The SSCS is a two-way data communication system designed to provide voice and telemetry among the Space Shuttle orbiter, the International Space Station, and the Extra Vehicular Activity Mobility Unit (EMU). An EMU is a space suit worn by an astronaut during a space walk. Image Credit: NASA

When Johnson Space Center’s Matt Lemke showed up for work as the project manager of the Space-to-Space Communications System (SSCS) at the end of 1994, he discovered that the project he had inherited was not the one he expected. On his second day on the job, Lemke, an experienced avionic engineer but newly assigned project manager, attended a kickoff meeting with Litton Industries, who had recently been selected as the project’s prime contractor. Lemke had read the contract beforehand and understood the terms of the agreement. He planned to hand the Litton team a set of engineering drawings that had been developed before his arrival so they could get started. After handshakes and introductions, he turned to his NASA colleague who had supported the contract agreement with Litton just weeks before, and asked for the drawings. The response stunned Lemke: “What drawings?”

The SSCS is a two-way communications system that was designed to provide voice and telemetry data between the space shuttle orbiter, the International Space Station, and the Extra Vehicular Activity Mobility Unit (EMU). This system enabled simultaneous communication among up to five users.

The formal start of the SSCS project coincided closely with a reorganization within the Engineering Directorate at Johnson Space Center. The Tracking and Communications Division and the Flight Data Systems Division merged into a new Avionic Systems Division. At the same time, a new Project Management Office was created to manage the engineering project teams that in the past had interacted directly with the Space shuttle or Space Station programs. Both administrative changes led to mixed morale, and several key engineers with radio expertise opted not to work for the Project Management Office, which now had oversight over the SSCS project.

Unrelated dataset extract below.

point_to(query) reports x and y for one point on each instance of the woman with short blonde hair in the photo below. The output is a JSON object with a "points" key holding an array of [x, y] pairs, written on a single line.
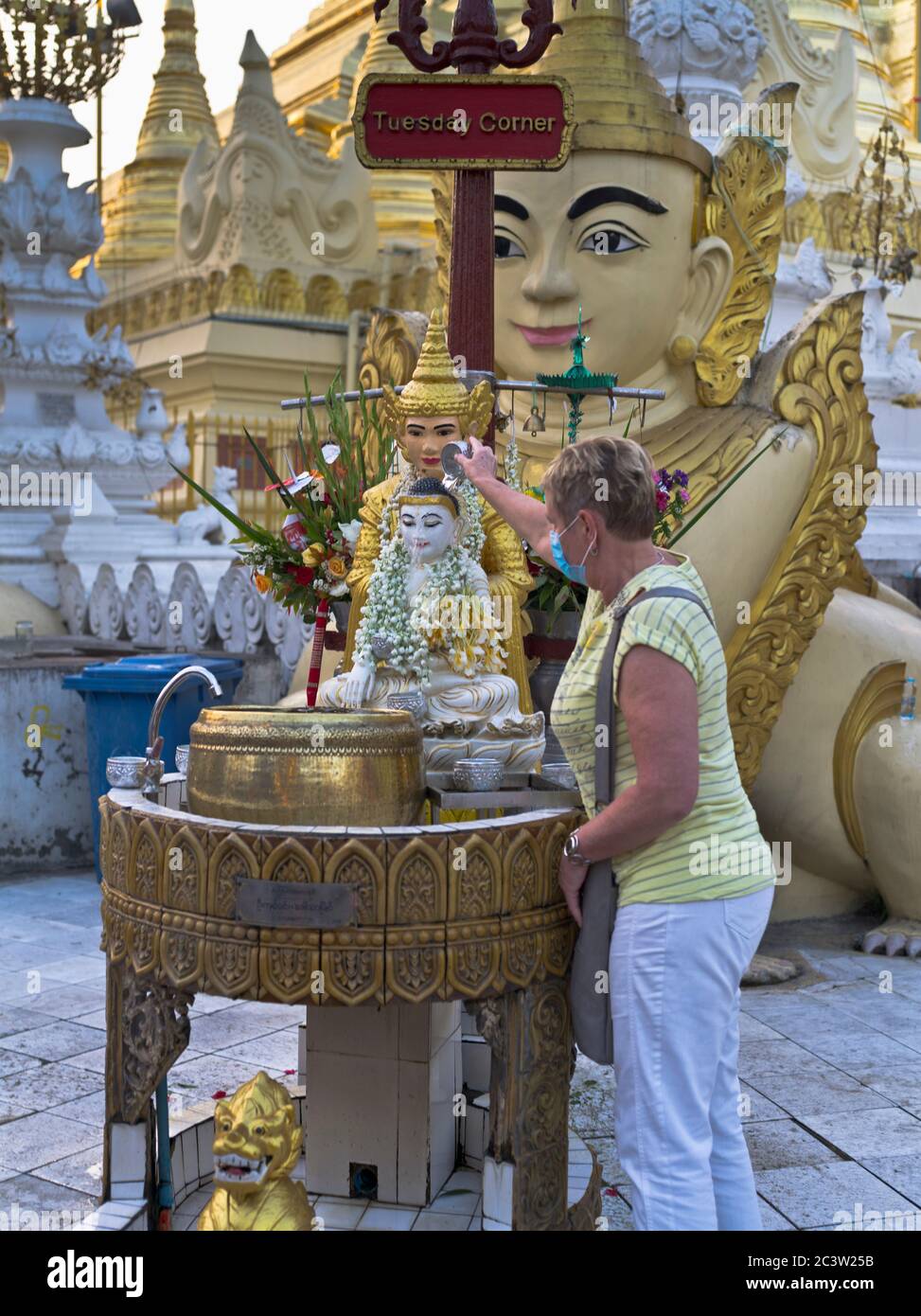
{"points": [[685, 930]]}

At about the same time, the Engineering Directorate awarded a new engineering support contract to Lockheed. While Lockheed was also the previous support contractor, the new contract had a number of provisions that drove off many engineers. All of the contractor designers on SSCS left the project in the six months prior to Litton being awarded the manufacturing contract.

In short, Matt Lemke found himself at the beginning of his first significant NASA project management assignment under a new internal organization, with no engineering drawings, none of the designers who had worked on the earlier phase of the development, and a project team with no expertise in the SSCS complex radio system architecture.